As the years went by, gangs came and went in the Five Points area. The Civil War was the biggest destroyer of the original Five Points gangs, since many of the hooligans were drafted into the war down south. Some came back maimed. Some came back not at all.
The rest of Asbury's book details every gang and crook that prowled New York City, until m1928. We meet such unlikable chaps as Monk Eastman and his Jewish Gang, Owney Madden and his Irish Hudson Dusters, and Paul Kelly (Paulo Vaccarelli ) and his Italian Five Pointers.

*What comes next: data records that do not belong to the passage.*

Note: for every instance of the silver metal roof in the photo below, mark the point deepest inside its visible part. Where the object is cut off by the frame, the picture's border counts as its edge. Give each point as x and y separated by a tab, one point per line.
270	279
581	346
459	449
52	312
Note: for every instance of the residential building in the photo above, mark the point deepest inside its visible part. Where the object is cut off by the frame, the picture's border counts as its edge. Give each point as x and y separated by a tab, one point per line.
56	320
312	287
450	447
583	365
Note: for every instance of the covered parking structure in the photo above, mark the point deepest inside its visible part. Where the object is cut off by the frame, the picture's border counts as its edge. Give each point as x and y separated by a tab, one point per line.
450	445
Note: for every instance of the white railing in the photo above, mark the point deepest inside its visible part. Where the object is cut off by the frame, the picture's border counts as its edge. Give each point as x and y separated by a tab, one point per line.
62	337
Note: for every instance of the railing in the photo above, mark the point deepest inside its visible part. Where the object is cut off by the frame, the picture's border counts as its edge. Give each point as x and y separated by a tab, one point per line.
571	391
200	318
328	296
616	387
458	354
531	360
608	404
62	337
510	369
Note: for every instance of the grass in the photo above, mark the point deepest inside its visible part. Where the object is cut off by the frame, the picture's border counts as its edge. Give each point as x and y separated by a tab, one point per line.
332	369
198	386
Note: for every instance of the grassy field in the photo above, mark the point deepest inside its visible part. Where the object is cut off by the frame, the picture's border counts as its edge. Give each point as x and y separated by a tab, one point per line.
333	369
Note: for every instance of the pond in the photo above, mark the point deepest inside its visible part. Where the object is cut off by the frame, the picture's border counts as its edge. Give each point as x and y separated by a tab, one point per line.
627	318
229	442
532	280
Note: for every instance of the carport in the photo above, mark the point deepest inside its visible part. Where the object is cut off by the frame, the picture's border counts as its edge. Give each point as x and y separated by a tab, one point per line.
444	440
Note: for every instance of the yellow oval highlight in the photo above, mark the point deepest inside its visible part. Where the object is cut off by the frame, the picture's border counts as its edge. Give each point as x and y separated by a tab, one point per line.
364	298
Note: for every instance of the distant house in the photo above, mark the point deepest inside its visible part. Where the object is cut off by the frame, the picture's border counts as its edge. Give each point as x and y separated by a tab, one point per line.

If you want to get down and dirty, reading about the lives of men so despicable they were hung weekly in the courtyard of the city prison called Tombs, The Gangs of New York is the book for you.
[...]
[...] - Herbert Asbury has developed in this book a delightfully readable (and read-out-loudable) history of the dark underbelly of New York City--the picaresque and downright nasty underground of gambling tongs, gang warfare and thorough political corruption.
I of course came to this book only recently, after having seen the Scorsese film of the same name. It is in fact quite wonderful to see the liberties Scorsese took to make a challenging film and not just a recapping of this oral-style history. Familiar names and events and places appear in the mist, but in a whole new context. This book will let you know that the incredible Scorsese movie merely scratches the surface of the NYC underworld from the Civil War era to the start of the 20th dentury, if this book is to be believed.
It is this last point that gives me some pause about this book. As I said before, this book is eminently readable and enjoyable. The webs of rivalry and alliance, of rumbles that go on for hours, riots that go on for days, tales of violence and retribution and a host of characters whose corruption and indulgence o'ershadow even the prohibition days of Chicago. Asbury freely admits when some of his tales are mere folklore, stories that criminals pass along to each other as legends, drastically overexaggerrated to confer the level of respect of awe that a gang leader or significant change of the balance of power has earned.
But sometimes it's hard to believe the level of reliable research that could have gone into so many other ta1es. The histories of particular criminals are detailed down to their dismemberment by cannon fire in the Civil War, or their miserable ends to cowardly ambush or the breaking of spirits after a particularly bad loss of business or to a mightier opponent, or to their incarceration, and the mug shots are wonderfully stylish, but it is hard to stomach easily the thoroughness of the information, unless Asbury was a devotee of the Five Corners and other such areas of ill-repute in its heyday. No doubt there was prodigious information provided by police records and other data, but perhaps this is a book to be taken more as a work of social anthropology than history--an examination of the underworld culture of NYC in this time period rather than a necessarily accurate historical document. One part bragging, another part horror, and a wonderful gaze at the debaucheries of the ale houses and gambling establishments down Asbury's nose in a way that seems sometimes sincere, sometimes a little over the top for the sake of appearances, this book is worth the read, especially to spread stories to others...just don't accept it readily as 'fact.' - A comprehensive history of 19th century immigrant and nativist gangs in New York City. Written by a man who was able to directly interview many of the people he wrote about. After 100 years this book is still relevant. Do not confuse this with the Scorsese film which dramatizes maybe one chapter of this book. Asbury is an important source for understanding the roots of gangs in America.